Question

factor ( x^4 - 5x^2 + 4 ) completely. all factors in your answer should have integer coefficients.

Explanation:

Step1: Let \( y = x^2 \), rewrite the polynomial.

The given polynomial is \( x^4 - 5x^2 + 4 \). Substitute \( y = x^2 \), then the polynomial becomes \( y^2 - 5y + 4 \).

Step2: Factor the quadratic in \( y \).

We need to find two numbers that multiply to \( 4 \) and add up to \( -5 \). The numbers are \( -1 \) and \( -4 \). So, \( y^2 - 5y + 4=(y - 1)(y - 4) \).

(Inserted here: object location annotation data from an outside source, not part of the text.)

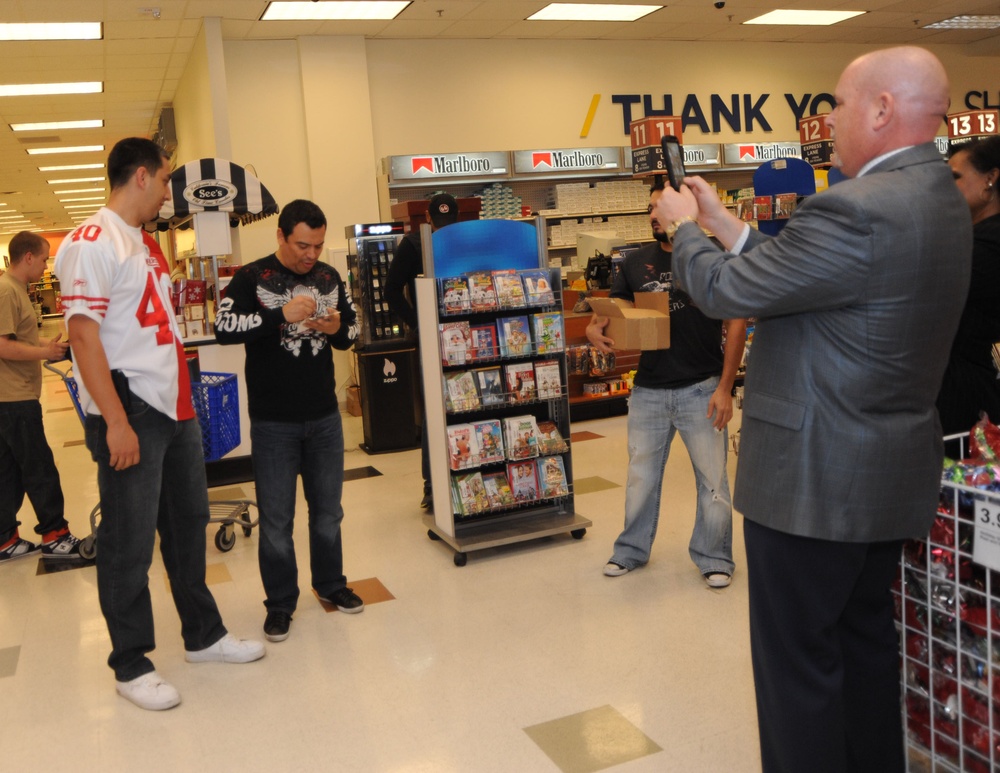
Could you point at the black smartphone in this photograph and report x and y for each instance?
(673, 158)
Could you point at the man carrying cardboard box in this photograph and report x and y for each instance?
(686, 388)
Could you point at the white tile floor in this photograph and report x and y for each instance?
(465, 669)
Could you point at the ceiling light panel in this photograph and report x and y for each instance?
(74, 180)
(47, 89)
(592, 12)
(805, 18)
(96, 123)
(69, 167)
(74, 149)
(333, 10)
(52, 31)
(966, 23)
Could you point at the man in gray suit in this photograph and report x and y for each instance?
(858, 300)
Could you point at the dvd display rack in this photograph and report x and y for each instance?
(492, 350)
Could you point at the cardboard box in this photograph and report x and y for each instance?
(643, 325)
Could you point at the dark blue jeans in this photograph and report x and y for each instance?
(27, 467)
(165, 492)
(281, 451)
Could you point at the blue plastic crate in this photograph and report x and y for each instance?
(217, 403)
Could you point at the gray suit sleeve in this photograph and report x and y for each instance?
(819, 261)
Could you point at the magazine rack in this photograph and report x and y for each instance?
(449, 254)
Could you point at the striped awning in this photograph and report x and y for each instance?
(217, 185)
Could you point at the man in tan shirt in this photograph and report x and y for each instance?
(26, 463)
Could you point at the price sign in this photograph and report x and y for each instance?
(816, 140)
(646, 133)
(986, 548)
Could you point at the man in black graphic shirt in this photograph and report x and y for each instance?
(686, 388)
(289, 310)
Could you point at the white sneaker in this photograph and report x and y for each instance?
(718, 579)
(228, 649)
(149, 692)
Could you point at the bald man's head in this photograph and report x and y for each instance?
(887, 99)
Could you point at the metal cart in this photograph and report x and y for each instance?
(215, 401)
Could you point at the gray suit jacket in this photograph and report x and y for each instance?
(858, 300)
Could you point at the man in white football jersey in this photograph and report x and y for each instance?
(141, 427)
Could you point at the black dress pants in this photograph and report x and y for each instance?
(825, 653)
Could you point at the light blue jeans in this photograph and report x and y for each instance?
(281, 452)
(654, 417)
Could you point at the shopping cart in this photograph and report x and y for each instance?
(216, 404)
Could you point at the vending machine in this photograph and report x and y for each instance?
(370, 249)
(387, 360)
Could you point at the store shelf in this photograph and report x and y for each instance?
(454, 522)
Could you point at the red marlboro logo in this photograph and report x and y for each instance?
(423, 164)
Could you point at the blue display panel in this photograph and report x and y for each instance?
(484, 245)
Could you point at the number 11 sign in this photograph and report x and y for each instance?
(646, 133)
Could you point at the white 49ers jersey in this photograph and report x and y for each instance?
(116, 275)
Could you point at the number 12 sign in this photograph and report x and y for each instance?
(646, 133)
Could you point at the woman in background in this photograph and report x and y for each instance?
(970, 383)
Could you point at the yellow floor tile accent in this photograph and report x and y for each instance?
(371, 591)
(591, 740)
(592, 484)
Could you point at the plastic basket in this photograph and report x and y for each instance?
(217, 403)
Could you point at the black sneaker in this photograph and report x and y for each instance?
(276, 625)
(345, 600)
(18, 549)
(61, 548)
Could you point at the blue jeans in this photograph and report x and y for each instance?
(166, 493)
(654, 416)
(27, 467)
(281, 451)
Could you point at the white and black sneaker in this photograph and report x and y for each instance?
(63, 547)
(18, 548)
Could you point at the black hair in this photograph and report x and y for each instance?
(300, 211)
(984, 153)
(23, 243)
(131, 153)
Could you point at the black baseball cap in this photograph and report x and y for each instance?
(443, 209)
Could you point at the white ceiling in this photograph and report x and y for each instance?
(146, 47)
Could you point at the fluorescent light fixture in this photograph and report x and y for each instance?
(85, 30)
(71, 149)
(47, 89)
(805, 18)
(72, 180)
(334, 10)
(966, 23)
(592, 12)
(69, 167)
(50, 125)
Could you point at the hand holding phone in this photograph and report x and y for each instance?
(673, 159)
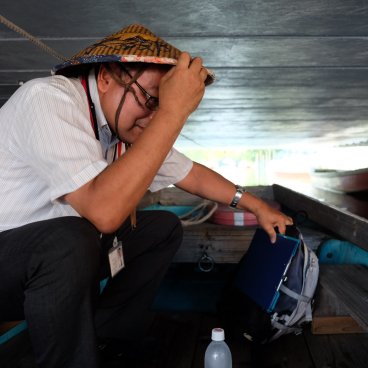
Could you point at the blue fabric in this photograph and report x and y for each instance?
(341, 252)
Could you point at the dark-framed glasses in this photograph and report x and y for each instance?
(152, 102)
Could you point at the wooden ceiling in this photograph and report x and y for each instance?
(289, 73)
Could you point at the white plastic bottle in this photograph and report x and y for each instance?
(218, 354)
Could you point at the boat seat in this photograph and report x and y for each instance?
(335, 251)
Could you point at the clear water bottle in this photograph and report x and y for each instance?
(218, 354)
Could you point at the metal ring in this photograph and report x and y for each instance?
(206, 263)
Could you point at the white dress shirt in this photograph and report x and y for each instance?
(48, 149)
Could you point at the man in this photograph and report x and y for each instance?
(66, 192)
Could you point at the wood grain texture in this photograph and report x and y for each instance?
(287, 73)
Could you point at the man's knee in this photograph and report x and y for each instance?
(72, 250)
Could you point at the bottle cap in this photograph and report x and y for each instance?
(218, 334)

Step3: Substitute back \( y = x^2 \).

Substituting \( y = x^2 \) into \( (y - 1)(y - 4) \), we get \( (x^2 - 1)(x^2 - 4) \).

Step4: Factor the difference of squares.

Recall that \( a^2 - b^2=(a - b)(a + b) \). For \( x^2 - 1 \), \( a = x \), \( b = 1 \), so \( x^2 - 1=(x - 1)(x + 1) \). For \( x^2 - 4 \), \( a = x \), \( b = 2 \), so \( x^2 - 4=(x - 2)(x + 2) \).

Step5: Combine all factors.

Putting it all together, \( x^4 - 5x^2 + 4=(x - 1)(x + 1)(x - 2)(x + 2) \).

Answer:

\((x - 1)(x + 1)(x - 2)(x + 2)\)